Analytic Function

Types Of Analytic Functions

Analytic functions are of two types:

1. Real analytic function

2. Complex analytic function

Each type of these functions is infinitely differentiable and possesses different properties.

Real Analytic Function

A real analytic function is an infinitely differentiable function whose Taylor series converges to f(x) pointwise for any x in the neighborhood of any point x_0 in its domain.

T(x)=\sum_{n=0}^{\infty}\frac{f^{n}(x_0)}{n!}(x-x_0)^n

A function f(x) is a real analytic function on an open set D in the real number line if for any x0 ϵ D,

f(x)=\sum_{n=0}^{\infty}a_n(x-x_0)^n=a_0+a_1(x-x_0)+a_2(x-x_0)^2+...

The series is convergent to f(x) for x in the neighborhood of x_0 .

The Collection of all real analytic functions on a set D is denoted by C^w(D) .

Complex Analytic Function

A function is complex analytic if and only if it is holomorphic which requires it to be complex and differentiable.

Let

f(x,y)=u(x,y)+iv(x,y)

be a complex function. Substituting x=(z+\bar z)/2 and y=(z-\bar z)/2i gives

f(z,\bar z)=u(x,y)+iv(x,y)

For f(z,\bar z) to be analytic, a necessary condition is that ∂f∂z=0.

To be analytic f=u+iv should only depend on z.

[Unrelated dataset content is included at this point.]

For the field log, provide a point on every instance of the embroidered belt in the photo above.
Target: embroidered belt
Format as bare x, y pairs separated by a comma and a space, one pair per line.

Thus, real and imaginary parts u and v of f must satisfy:

\frac{\partial u}{\partial x}=\frac{\partial v}{\partial y}

\frac{\partial u}{\partial y}=-\frac{\partial v}{\partial x}

The above two equations are the Cauchy-Reimann equations.

For a function to be analytical, the necessary and sufficient conditions are that the partial derivatives of real and imaginary parts \frac{\partial u}{\partial x},\frac{\partial v}{\partial y},\frac{\partial u}{\partial y},\frac{\partial v}{\partial x} must satisfy the Cauchy-Reimann equations and must be continuous.

Properties Of Analytic Functions

• Functions formed by addition, multiplication, or composition of analytic functions are also analytical.

• The limit of uniformly convergent sequences of analytic functions is also an analytic function.

• Analytic functions are infinitely differentiable.

• The function f(z)=\frac{1}{z}, z\neq 0 is analytic.

• The modulus of the function |f(z)| cannot reach its maximum in U if f(z) is an analytic function defined on U.

• If f(z) is analytical and k is a point in its domain then the function \frac{f(z)-f(k)}{z-k} is also an analytic function.

• If f(z) is an analytic function on a disk D, then there is an analytic function F(z) on D such that F’(z) = f(z). F(z) is called the primitive of f(z).

• If f(z) is an analytic function on a disk D, k is a point in the interior of the disk and C is a closed curve that does not pass through k then

W(C,k)=f(k)=\frac{1}{2\pi i}\int C\frac{f(z)-f(k)}{z-k}dz

Where W(C,k) is the winding number of C around z.

• The zeroes of an analytic function are isolated points unless the function is identically zero.

• If C is a curve connecting two points z0 and z1 in the domain in the domain of an analytic function f(z) then,

\int_{c}f^{'}(z)=f(z_1)-f(z_0)

Applications Of Analytic Function

• In mathematical physics, analytic functions are crucial for solving two-dimensional problems.

• Analytic functions are used for fluid flow, electrostatic fields and heat flow problems.

Examples

Following functions are the examples of analytic functions:

• Exponential function

• Hypergeometric functions

• Trigonometric functions

• Bessel functions

• Gamma functions

• Logarithmic functions

• All polynomials